Al pomeriggio si potevano notare grandi spostamenti, per le vie del paese, di famiglie intere che a piedi raggiungevano le osterie per rinfreschi e godere dei sorbetti, attenuando la calura che incombeva durante il giorno. Dalle finestre aperte delle osterie e delle locande si sentivano canti popolari di persone allegre, aiutate da bevute di buon barbera.
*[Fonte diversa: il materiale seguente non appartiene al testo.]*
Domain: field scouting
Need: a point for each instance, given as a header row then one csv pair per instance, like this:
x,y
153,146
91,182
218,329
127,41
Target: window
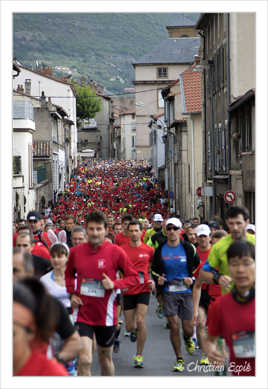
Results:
x,y
30,161
250,204
162,72
17,165
161,101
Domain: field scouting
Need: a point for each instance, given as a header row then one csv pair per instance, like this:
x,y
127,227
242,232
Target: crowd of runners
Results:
x,y
90,265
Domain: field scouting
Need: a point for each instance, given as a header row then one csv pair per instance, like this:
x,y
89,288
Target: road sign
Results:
x,y
199,191
229,196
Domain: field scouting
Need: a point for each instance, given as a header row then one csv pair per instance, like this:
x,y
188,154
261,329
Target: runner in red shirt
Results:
x,y
123,238
27,362
96,264
136,299
232,316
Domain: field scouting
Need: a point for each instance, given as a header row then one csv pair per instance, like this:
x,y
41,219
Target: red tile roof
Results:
x,y
192,89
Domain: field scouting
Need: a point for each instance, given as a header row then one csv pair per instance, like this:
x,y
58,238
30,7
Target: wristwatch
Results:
x,y
59,359
216,277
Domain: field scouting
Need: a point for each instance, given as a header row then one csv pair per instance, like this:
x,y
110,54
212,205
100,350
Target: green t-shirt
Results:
x,y
148,234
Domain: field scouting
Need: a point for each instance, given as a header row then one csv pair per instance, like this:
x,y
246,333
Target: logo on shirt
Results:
x,y
101,263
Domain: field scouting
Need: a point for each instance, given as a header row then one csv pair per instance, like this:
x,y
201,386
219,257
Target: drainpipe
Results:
x,y
204,119
212,150
228,99
193,168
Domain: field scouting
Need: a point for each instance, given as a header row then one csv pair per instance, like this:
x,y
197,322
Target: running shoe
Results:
x,y
179,365
133,336
138,360
204,360
159,311
189,345
166,326
196,344
116,345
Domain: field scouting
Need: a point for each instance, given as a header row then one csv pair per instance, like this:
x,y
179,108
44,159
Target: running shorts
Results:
x,y
205,300
104,335
180,304
130,301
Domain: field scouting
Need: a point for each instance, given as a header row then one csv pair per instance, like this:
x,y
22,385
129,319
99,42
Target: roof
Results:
x,y
201,21
127,113
241,100
191,90
51,78
103,95
58,107
185,20
172,51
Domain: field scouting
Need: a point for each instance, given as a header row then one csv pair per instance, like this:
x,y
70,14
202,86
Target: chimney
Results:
x,y
43,100
196,60
28,83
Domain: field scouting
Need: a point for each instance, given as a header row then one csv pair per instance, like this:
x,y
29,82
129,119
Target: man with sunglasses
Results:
x,y
174,262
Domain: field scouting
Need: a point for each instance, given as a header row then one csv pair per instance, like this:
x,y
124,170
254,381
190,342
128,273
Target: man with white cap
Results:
x,y
251,229
203,293
156,227
174,262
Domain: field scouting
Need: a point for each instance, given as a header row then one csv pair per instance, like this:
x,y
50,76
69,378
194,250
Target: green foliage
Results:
x,y
101,46
87,103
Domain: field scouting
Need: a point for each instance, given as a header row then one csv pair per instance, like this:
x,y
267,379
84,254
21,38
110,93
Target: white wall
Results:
x,y
21,142
242,53
61,94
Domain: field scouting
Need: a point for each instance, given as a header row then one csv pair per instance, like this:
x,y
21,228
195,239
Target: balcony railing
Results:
x,y
42,148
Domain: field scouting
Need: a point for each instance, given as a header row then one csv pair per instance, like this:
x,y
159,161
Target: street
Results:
x,y
159,357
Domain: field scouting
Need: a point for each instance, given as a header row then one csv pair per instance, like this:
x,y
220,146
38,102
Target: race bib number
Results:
x,y
141,275
244,344
92,288
177,286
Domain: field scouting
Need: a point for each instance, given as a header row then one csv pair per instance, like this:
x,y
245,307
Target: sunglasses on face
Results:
x,y
169,228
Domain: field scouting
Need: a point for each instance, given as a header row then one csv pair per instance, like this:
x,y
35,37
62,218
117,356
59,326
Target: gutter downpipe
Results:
x,y
193,168
204,119
228,100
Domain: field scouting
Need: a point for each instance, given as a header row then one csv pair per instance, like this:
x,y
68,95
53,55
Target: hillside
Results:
x,y
101,47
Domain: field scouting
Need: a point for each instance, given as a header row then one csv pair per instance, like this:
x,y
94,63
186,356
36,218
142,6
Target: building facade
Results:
x,y
61,93
228,66
154,71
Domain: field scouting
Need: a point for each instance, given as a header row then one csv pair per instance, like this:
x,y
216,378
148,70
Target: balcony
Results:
x,y
23,115
42,149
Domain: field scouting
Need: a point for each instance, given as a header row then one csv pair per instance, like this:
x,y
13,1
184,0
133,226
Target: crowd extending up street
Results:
x,y
91,265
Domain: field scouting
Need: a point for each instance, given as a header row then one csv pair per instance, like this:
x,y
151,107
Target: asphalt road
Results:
x,y
158,354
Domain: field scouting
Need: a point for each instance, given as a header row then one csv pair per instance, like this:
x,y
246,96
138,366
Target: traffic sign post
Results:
x,y
229,197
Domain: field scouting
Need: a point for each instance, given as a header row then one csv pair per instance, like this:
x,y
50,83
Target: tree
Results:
x,y
87,102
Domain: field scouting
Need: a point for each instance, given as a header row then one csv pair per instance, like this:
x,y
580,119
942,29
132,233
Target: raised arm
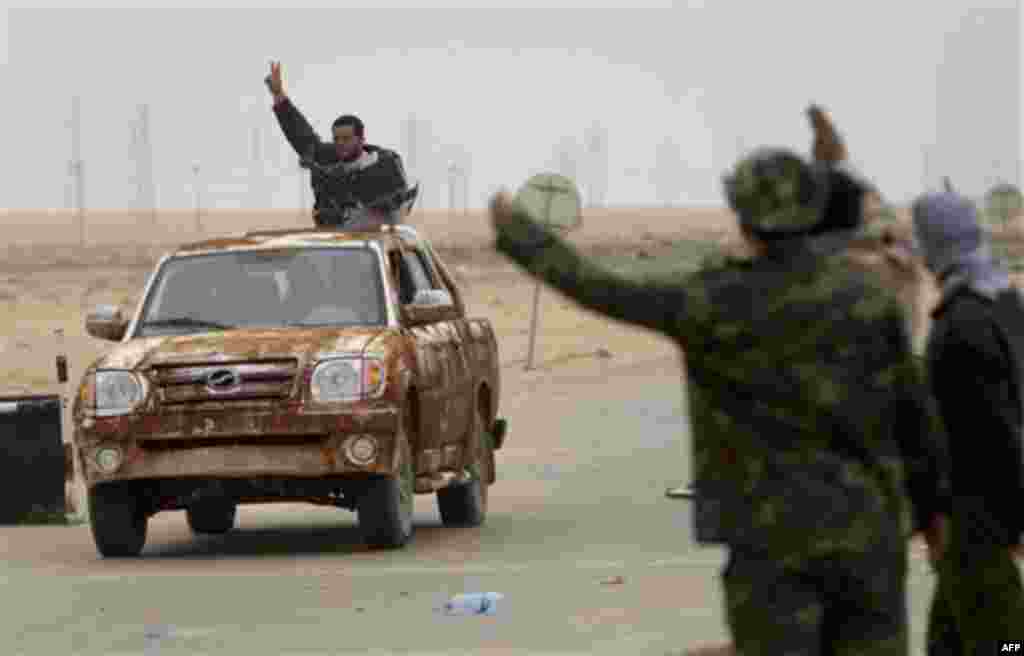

Se era intonato, al coro si aggiungevano altre persone, formando così un’unica compagnia d’insieme.
Alla fine del pomeriggio, per le strade del paese tra famiglie intere che tornavano a casa per la cena, si potevano notare gli occhi felici di un bambino che stringeva un salvadanaio di gesso colorato a forma di galletto vinto al ”giuanin rampugna”.
Una eredità raccolta dalla Pro Loco….
Dal 1976 a portare avanti la tradizione de Al Dì Dla Fèsta è la Pro Loco. Oggi il Santo Patrono viene festeggiato la penultima domenica di agosto (la 3° o la 4° a seconda del calendario), data la concomitanza con le feste patronali dei paesi vicini. La festa dura solitamente 5 giorni, dal venerdì alla domenica, ed offre ogni giorno una serie di eventi e manifestazioni che, oltre ad intrattenere la gente, offrono la possibilità di conoscere da vicino S.Antonino e le proprie antiche tradizioni.
Al posto dell’antico ballo a palchetto rotondo, sulla piazza antistante il centro Polivalente, dove ha sede l’Associazione, viene allestita una tendo struttura, sotto la quale si può ballare, consumare piatti genuini, con un ricco menù diverso ogni sera, e bere bevande di ogni tipo.
Grazie all’impegno dei numerosi volontari, per lo più giovani, che ogni anno lavorano alla riuscita della manifestazione, la Patronale di S.Antonino è riuscita col tempo ad affermarsi, attirando nella piccola frazione saluggese un pubblico sempre più vasto, proveniente da diverse località del Piemonte. Durante l’intero arco della manifestazione della Festa Patronale viene dato ampio spazio alla promozione del territorio ed alla valorizzare del prodotto locale di eccellenza: il Fagiolo di Saluggia. A lui viene interamente dedicato una serata, ove i volontari della Pro Loco propongono agli avventori un menù tipico, ove dall’antipasto al dolce, è possibile assaporare il famoso legume in tutte le sue forme. A farla da padrona è sicuramente la Panissa, piatto tipico vercellese. Alla qualità del riso proveniente dalle risaie della Provincia, viene unito il Fagiolo di Saluggia, coltivato nei campi di S.Antonino, cucinato secondo la tradizione santantoninese, dando vita al famoso risotto della cucina vercellese. Inoltre è possibile assaporare il famoso legume sia come antipasto, in insalata, che nel dolce. Il fagiolo viene infatti unito alla tradizionale ricetta piemontese del Bunet, per dar vita al Bunet al Fagiolo.
Tutto ciò viene fatto per non per pubblicizzare sempre più il “FAGIOLO di SALUGGIA”, facendo così conoscere i vari modi con il quale esso può essere cucinato e degustato, ma può essere anche motore di sviluppo per l’economia locale, in parte dedita ancora all’agricoltura.
Insomma questo e molto altro è oggi Al Dì Dla Fèsta di S.Antonino. In un mondo contemporaneo dove tutto è veloce, la Pro Loco intende ancora offrire alle famiglie che partecipano alla Festa un momento di serenità fatto di cose semplici, ma che hanno un sapore di genuina allegria.